La sortie en DVD de quatre films majeurs de John Ford nous donne l’occasion de revenir sur l’œuvre de ce cinéaste génial et exceptionnel.

La carrière de John Ford, cinéaste d’origine irlandaise né en 1894, débute en 1917- (note 1). De 1937 à 1941, il réalise une série de chefs-d’œuvre qui viennent de sortir en DVD, Je n’ai pas tué Lincoln, Vers sa destinée, Sur la piste des Mohawks (coffret Opening) et Les Raisins de la colère (Fox Pathé).
Ces films correspondent à la période où, sous contrat avec la Fox, l’artiste combat la standardisation du studio et la tyrannie du producteur Zanuck. Ford conçoit le montage dès le tournage, adopte le principe de tourner le moins possible et décide de ses dialogues parfois au dernier moment.

Cinéaste du social

Je n’ai pas tué Lincoln raconte l’erreur judiciaire célèbre qui envoie au bagne Samuel Mudd, accusé de complicité dans l’assassinat de Lincoln. Ce récit intense, tragique, épique, digne de Dumas (Le Comte de Monte Cristo) ou de Hugo, dénonce la justice d’exception et le bagne. À travers son héros, Ford montre les rapports sociaux existants entre Noirs et Blancs sudistes. La guerre de Sécession n’a pas effacé d’un seul coup les relations nées de l’esclavage. Ford a toujours su montrer la ségrégation créée par les nordistes, au nom d’un discours libérateur, qui substitue à l’esclavage un salariat adapté aux besoins du développement capitaliste.

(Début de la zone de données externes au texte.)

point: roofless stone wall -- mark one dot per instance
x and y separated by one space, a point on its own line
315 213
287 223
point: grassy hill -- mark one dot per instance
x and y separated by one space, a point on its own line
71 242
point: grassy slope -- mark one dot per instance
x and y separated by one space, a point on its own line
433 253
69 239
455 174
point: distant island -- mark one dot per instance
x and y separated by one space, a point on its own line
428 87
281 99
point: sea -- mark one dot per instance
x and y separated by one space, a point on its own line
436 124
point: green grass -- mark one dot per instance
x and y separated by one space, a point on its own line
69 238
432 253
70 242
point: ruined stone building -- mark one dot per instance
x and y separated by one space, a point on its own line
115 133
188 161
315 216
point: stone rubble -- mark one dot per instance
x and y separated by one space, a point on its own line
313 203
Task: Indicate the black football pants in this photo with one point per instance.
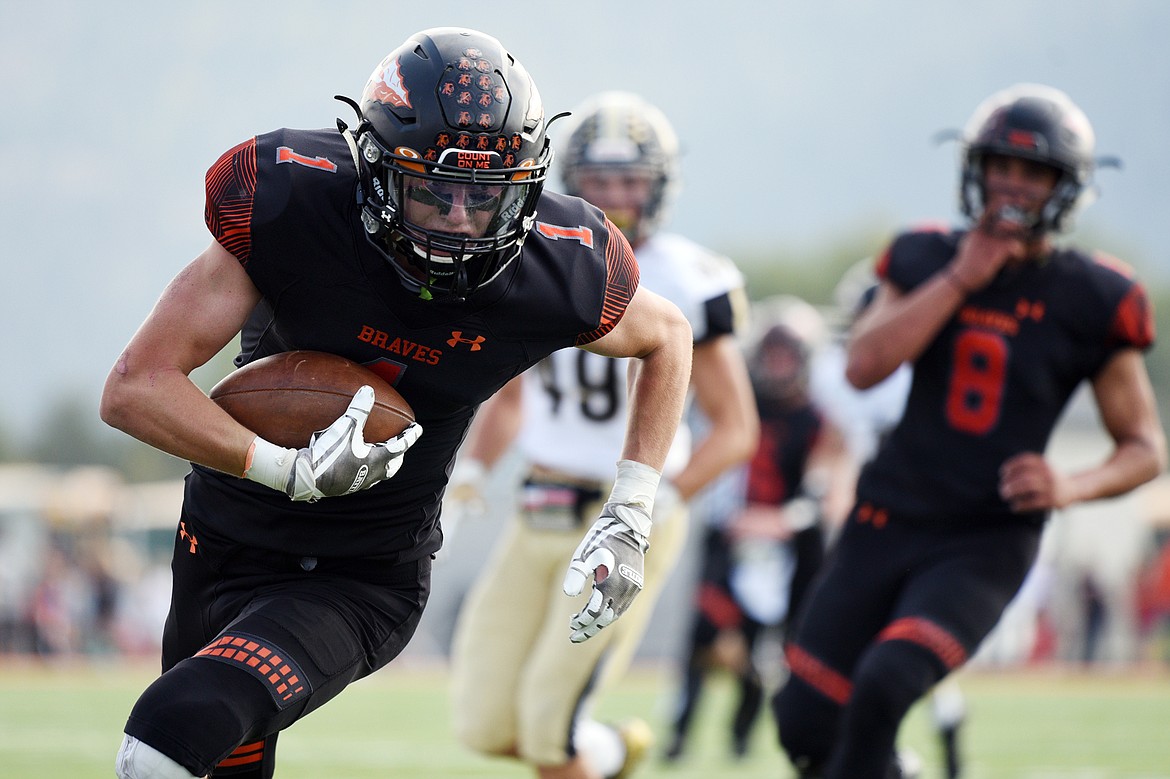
(255, 640)
(894, 611)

Les deux autres films du coffret Opening traitent des mythes fondateurs des états-Unis. Vers sa destinée trace un portrait mythique de Lincoln, mais ancre celui-ci du côté des humbles. Lincoln y apparaît plutôt proche de ce qu’en dit Marx, dans Die Presse, le 12 octobre 1862 : « Le jeu banal du suffrage universel [...] l’a hissé au sommet, lui, le plébéien qui a bien fait son chemin, de casseur de pierres qu’il était au sénateur de l’Illinois qu’il est devenu, lui qui est [...] sans grandeur de caractère notoire et n’a aucune valeur exceptionnelle, car il est un homme moyen de bonne volonté. » (note 2). L’interprétation de Lincoln par Fonda joue de l’équilibre magnifique entre force et fragilité intérieures comme physiques. Le film, gravé en taille douce, mêle l’humour à l’incandescence de l’émotion, la beauté de l’élégie à la chronique délicate.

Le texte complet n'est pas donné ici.